Every child is innately creative and there are so many ways that they benefit from art exploration during their early education. Whether they’re sorting pencils into colours, getting messy with clay or swooshing paint onto paper, the skills and lessons they learn from participating in arts and crafts are invaluable as they progress through their early years and onwards throughout life.
A child’s natural curiosity is what drives them to explore their surroundings and make sense of the world and their place in it. During art play in an early learning environment, children experiment, examine, discover and decipher using a variety of materials and the possibilities for learning and development are infinite.
What young children learn through art exploration
Art time in a childcare or early learning centre allows little people to freely express their creativity, communicate their ideas, try new things and experiment with materials.
Self-expression without judgement or expectation is crucial for a child’s healthy development, and when combined with the many cognitive, social, emotional and physical benefits of art exploration, it’s evident why this is such a vital activity in early education.
Important skills children learn during art
Physical skills. Gripping pencils or a paintbrush, moulding clay, glueing bits onto a collage, bending pipe cleaners, cutting or tearing paper – these are all excellent ways to help young children learn to control small movements and develop their fine motor skills.
Maths and numeracy skills. Counting pencils. Painting patterns and shapes. Cutting out different things. During art play, children can be exposed to a variety of maths and numeracy concepts and they can start practising their skills in these areas.
Language and communication skills. When an educator encourages conversation with the child about their art and provokes discussion about the process, different textures, materials etc, it’s an opportunity for the child to practise their language and communication skills and learn new vocabulary. A child can also share their work with other children and parents, creating opportunities to develop their language skills.

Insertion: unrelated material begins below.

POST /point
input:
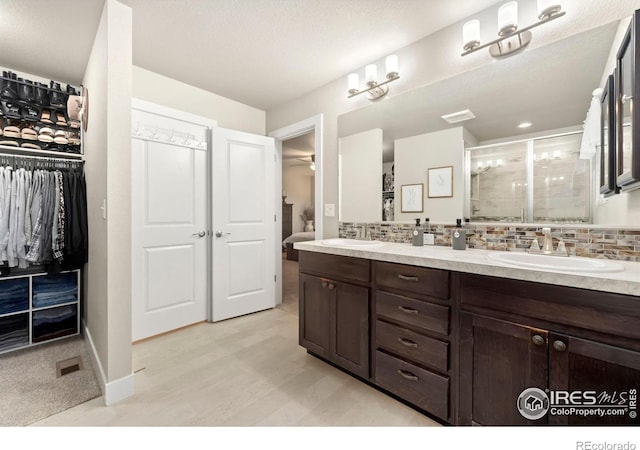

Cognitive development. Through art, children learn to express their ideas and their imagination. For example, when they use the same material in different ways (eg thick paint vs paint that is diluted with water, pressing hard with a crayon vs a light touch, creating with freshly picked leaves vs dried ones), they learn about things such as cause and effect, critical thinking, decision-making and problem-solving.
Social and emotional skills. Children feel a sense of achievement when they create something and it can lead them to feel good about themselves and develop a positive self-esteem. They learn that they have control over their effort.They can also learn about respecting and appreciating that everyone’s self-expression is unique and valuable. Exploration through art can also help them to experiment with new materials and ideas and to translate these experiences into other areas of life.
Art in early years education
There are clearly many reasons why art should be a regular feature in any early education curriculum. It shouldn’t be restricted to being a ‘special occasion’ activity, but should rather be integral to the daily routine so that children benefit from the myriad educational and developmental opportunities that it presents.
Educators and adults alike can facilitate learning through art exploration by doing the following:
- Providing a variety of materials and resources to encourage sensory play, innovation and creativity
- Supporting and encouraging child-directed expression
- Giving the child the freedom to discover and experiment
- Focusing on the process, rather than the outcome
- Embracing wherever a child is on their creative journey without judgement or expectation
- Asking open-ended questions to encourage conversation
Free expression is vital for a child’s healthy growth and development which is why artistic activities are so valuable in early education. A child need not produce a masterpiece to have a meaningful artistic experience – and the skills and benefits accrued throughout the creative process are what’s important, not the end product.